Article ID: | iaor20032081 |
Country: | United States |
Volume: | 50 |
Issue: | 5 |
Start Page Number: | 904 |
End Page Number: | 915 |
Publication Date: | Sep 2002 |
Journal: | Operations Research |
Authors: | Zhang Shuzhong, Dert Cees, Oldenkamp Bart, Berkelaar Arjan |
Keywords: | programming: linear |
Decision making under uncertainty is a challenge faced by many decision makers. Stochastic programming is a major tool developed to deal with optimization with uncertainties which has found applications in, e.g., finance, such as asset–liability and bond–portfolio management. Computationally, however, many models in stochastic programming remain unsolvable bacause of overwhelming dimensionality. For a model to be well solvable, its special structure must be explored. Most of the soltuion methods are based on decomposing the data. In this paper we propose a new decomposition approach for two-stage stochastic programming, based on a direct application of the path-following method combined with the homogeneous self-dual technique.

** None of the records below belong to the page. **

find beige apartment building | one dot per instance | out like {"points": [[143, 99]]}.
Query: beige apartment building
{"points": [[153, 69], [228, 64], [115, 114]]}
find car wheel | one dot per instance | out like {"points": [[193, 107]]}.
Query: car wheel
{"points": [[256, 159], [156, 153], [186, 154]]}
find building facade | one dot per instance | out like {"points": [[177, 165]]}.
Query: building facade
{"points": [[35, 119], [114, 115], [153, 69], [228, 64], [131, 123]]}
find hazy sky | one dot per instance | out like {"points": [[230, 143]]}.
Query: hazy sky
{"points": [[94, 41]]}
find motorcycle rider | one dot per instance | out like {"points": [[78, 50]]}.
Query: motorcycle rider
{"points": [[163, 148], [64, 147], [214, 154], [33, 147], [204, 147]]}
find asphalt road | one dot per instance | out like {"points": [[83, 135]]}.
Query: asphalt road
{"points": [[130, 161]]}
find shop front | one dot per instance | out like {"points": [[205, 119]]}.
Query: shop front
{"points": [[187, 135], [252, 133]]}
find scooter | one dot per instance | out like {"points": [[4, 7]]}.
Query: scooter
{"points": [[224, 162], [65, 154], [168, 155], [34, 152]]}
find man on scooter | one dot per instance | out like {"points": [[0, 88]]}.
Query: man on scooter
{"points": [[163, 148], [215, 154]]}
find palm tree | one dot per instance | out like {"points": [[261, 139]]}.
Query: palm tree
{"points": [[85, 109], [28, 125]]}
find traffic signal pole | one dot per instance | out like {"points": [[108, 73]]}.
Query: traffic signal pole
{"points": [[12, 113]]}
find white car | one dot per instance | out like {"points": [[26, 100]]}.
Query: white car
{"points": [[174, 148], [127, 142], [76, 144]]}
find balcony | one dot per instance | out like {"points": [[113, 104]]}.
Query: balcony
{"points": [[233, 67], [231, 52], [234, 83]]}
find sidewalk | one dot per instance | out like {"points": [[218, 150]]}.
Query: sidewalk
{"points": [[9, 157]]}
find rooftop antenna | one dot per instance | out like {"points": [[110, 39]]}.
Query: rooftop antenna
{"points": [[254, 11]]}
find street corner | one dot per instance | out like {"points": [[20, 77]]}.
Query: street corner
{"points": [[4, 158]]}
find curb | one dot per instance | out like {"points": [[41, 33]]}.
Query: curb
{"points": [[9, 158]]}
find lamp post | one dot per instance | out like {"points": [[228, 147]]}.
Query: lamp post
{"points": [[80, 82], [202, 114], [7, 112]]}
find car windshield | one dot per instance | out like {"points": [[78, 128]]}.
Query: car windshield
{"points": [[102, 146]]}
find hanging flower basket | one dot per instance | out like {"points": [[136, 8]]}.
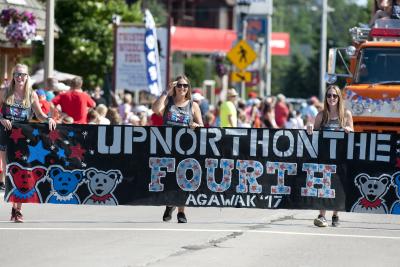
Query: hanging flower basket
{"points": [[20, 26]]}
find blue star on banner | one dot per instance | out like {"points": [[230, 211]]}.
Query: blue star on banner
{"points": [[35, 132], [61, 153], [37, 153]]}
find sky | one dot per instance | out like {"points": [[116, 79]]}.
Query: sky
{"points": [[361, 2]]}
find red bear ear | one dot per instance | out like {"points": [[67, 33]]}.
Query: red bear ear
{"points": [[38, 173], [14, 169]]}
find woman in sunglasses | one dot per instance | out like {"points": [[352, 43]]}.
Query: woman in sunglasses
{"points": [[333, 117], [177, 109], [17, 102]]}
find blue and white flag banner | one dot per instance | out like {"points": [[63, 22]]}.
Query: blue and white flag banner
{"points": [[152, 56]]}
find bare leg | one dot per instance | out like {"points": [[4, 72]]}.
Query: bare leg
{"points": [[181, 209], [322, 212], [3, 158]]}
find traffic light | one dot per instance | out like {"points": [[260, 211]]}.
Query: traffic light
{"points": [[220, 68]]}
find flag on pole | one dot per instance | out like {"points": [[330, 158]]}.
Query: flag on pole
{"points": [[152, 56]]}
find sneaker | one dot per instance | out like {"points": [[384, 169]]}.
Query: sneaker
{"points": [[181, 217], [18, 216], [320, 221], [335, 221], [168, 213], [12, 214]]}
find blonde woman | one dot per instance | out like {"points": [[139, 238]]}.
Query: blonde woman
{"points": [[18, 101], [177, 108], [333, 117]]}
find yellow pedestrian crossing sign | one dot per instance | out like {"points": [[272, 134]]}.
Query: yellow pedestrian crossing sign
{"points": [[241, 76], [242, 55]]}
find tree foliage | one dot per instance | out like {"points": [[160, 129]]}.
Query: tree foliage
{"points": [[298, 74], [85, 44]]}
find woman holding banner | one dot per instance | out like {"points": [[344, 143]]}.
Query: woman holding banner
{"points": [[17, 102], [178, 109], [333, 117]]}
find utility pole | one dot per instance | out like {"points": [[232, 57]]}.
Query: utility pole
{"points": [[268, 47], [322, 68], [49, 45]]}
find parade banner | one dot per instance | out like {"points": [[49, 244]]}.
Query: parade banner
{"points": [[205, 167]]}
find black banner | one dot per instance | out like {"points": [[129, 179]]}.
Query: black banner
{"points": [[206, 167]]}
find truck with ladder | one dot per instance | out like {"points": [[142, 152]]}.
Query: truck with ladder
{"points": [[372, 90]]}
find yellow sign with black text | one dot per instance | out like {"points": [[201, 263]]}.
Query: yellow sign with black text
{"points": [[240, 76], [242, 55]]}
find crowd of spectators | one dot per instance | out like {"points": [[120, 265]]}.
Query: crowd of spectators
{"points": [[254, 112]]}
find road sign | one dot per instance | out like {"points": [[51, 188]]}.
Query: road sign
{"points": [[241, 76], [242, 55]]}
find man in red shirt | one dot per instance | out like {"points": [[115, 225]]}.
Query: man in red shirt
{"points": [[75, 102]]}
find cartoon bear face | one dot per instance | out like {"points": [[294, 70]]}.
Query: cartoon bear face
{"points": [[372, 188], [64, 182], [396, 182], [25, 179], [102, 183]]}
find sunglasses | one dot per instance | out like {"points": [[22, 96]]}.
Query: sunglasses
{"points": [[182, 85], [334, 96], [20, 74]]}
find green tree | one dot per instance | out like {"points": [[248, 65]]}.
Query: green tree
{"points": [[298, 74], [85, 43]]}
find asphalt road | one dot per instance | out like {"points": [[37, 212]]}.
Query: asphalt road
{"points": [[68, 235]]}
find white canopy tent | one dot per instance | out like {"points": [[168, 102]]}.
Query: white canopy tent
{"points": [[38, 77]]}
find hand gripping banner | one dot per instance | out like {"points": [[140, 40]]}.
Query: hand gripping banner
{"points": [[206, 167]]}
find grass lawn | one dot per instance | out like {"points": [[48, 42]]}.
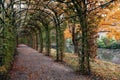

Numerical experiments show that our decomposition algorithm is very efficient for solving stochastic programs. In particular, we apply our decomposition method to a two-period portfolio selection problem using options on a stock index. In this model the investor can invest in a money-market account, a stock index, and European options on this index with different maturities. We experiment with our model with market prices of options on the S&P500.